You can’t say, I won’t write today, because that excuse will extend into several days,
then several months, then… you are not a writer anymore,
just someone who dreams about being a writer.
–Dorothy C. Fontana
A writing friend asked me to enter a challenge. Write 100 words for 100 days called (are you ready?) 100×100. If you miss a day, you simply go back to day one and start counting again until you’ve written at least 100 words in a continuous 100-day period. Challenge? Seriously? Being a type-A, obsessive/compulsive, goal-setting, up-for-a-challenge, look-before-you-leap type person, I screamed YES!!! 100 words a day not only seemed do-able, but easy-peasy. Heck, I can knock off 100 words in under fifteen minutes. Just to give you some idea, you have already read over 100 words of this column. See. Just a spit in the literary wind.
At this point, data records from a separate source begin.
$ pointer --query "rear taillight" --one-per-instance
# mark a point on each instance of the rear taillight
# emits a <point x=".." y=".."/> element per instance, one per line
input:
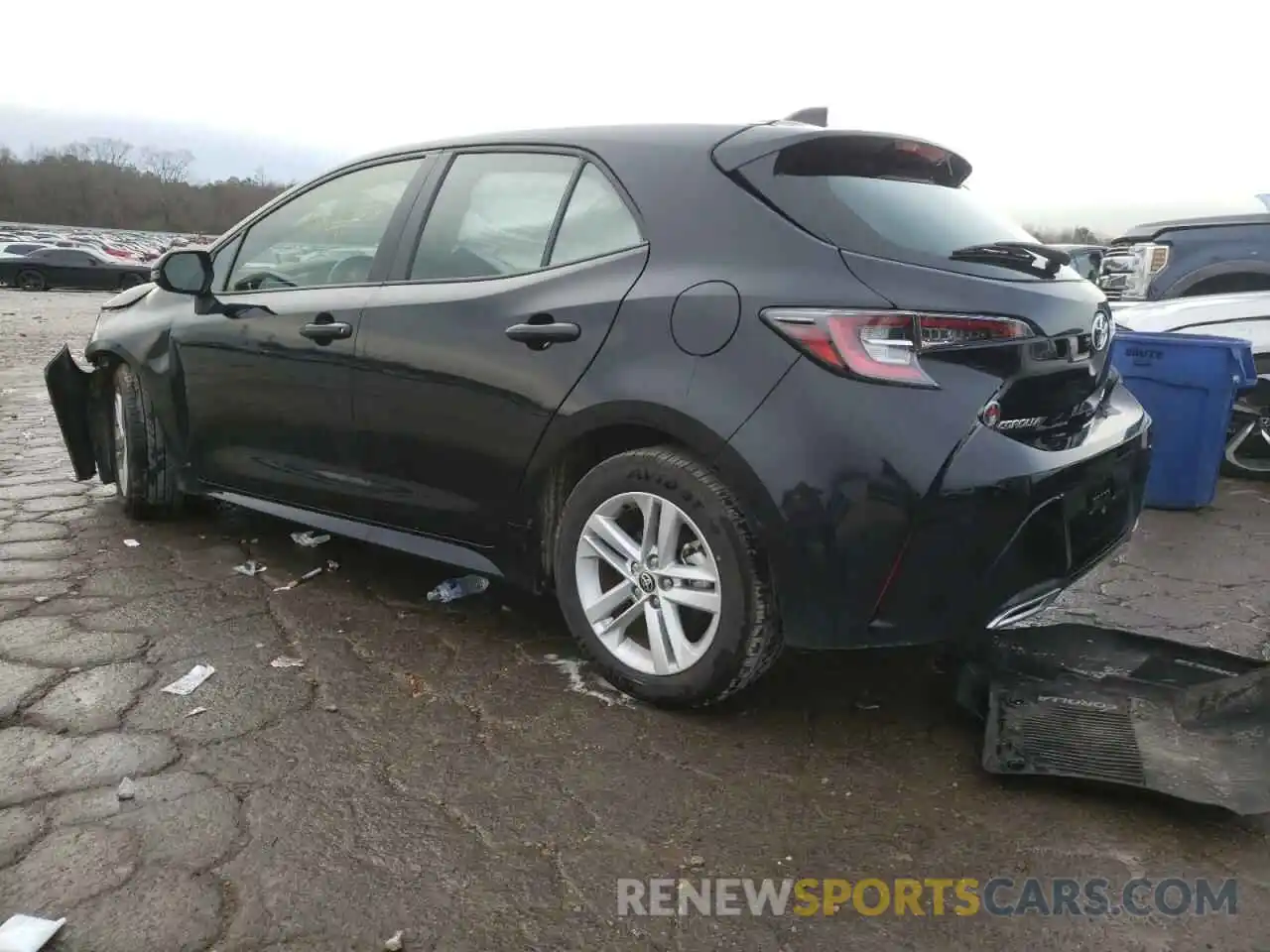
<point x="887" y="345"/>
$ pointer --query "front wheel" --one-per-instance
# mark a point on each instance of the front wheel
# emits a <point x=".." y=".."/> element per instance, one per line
<point x="32" y="281"/>
<point x="661" y="580"/>
<point x="1247" y="447"/>
<point x="145" y="472"/>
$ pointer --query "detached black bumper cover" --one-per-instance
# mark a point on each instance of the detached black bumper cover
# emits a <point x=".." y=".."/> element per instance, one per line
<point x="70" y="393"/>
<point x="1118" y="707"/>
100 words for 100 days. It doesn’t matter what you write (poetry, journal, fiction, non-fiction, blurts of family history, etc.) if you write longhand or on the computer, or if you go over 100 words (in fact—hopefully you will). The point is simple—to engage with your material (your heart and soul) on a consistent basis.
So, eager to begin, I made it for five days. Then forgot. I actually got a sick feeling in my stomach the next day when I realized my mistake, but guess what? I didn’t let it last long. I could start again, so I did. This time, determined to conquer, I went eleven days. And got sick (at least, that’s my excuse) but then started again. For this stretch, I’ve been going for eight days. But the amazing thing is, I’m on page 62 on my book, with over 15,000 words written. All because I committed to writing at least ten minutes and to think about what I’m writing once a day. Isn’t that a small amount of time and effort to enrich your writing life and to attack goals that seem huge and insurmountable (like 15,000 words)? I have had to start over six times. My longest stretch of writing has been the eleven days I told you about. So now, I’m in a challenge with myself: to reach a personal best—over eleven days. And hopefully, on to 100. Which reminds me of another great quote:
Supposing you have tried and failed again and again.
You may have a fresh start any moment you choose,
for this thing we call “failure” is not the falling down, but the staying down.
Don’t stay down, no matter how long ago you fell off the writing horse. If you want to write, no matter what it is—letters, a journal, a biography, your musings on life, family history, a poetry collection, that book you’ve always wanted to write—join me and start the challenge today.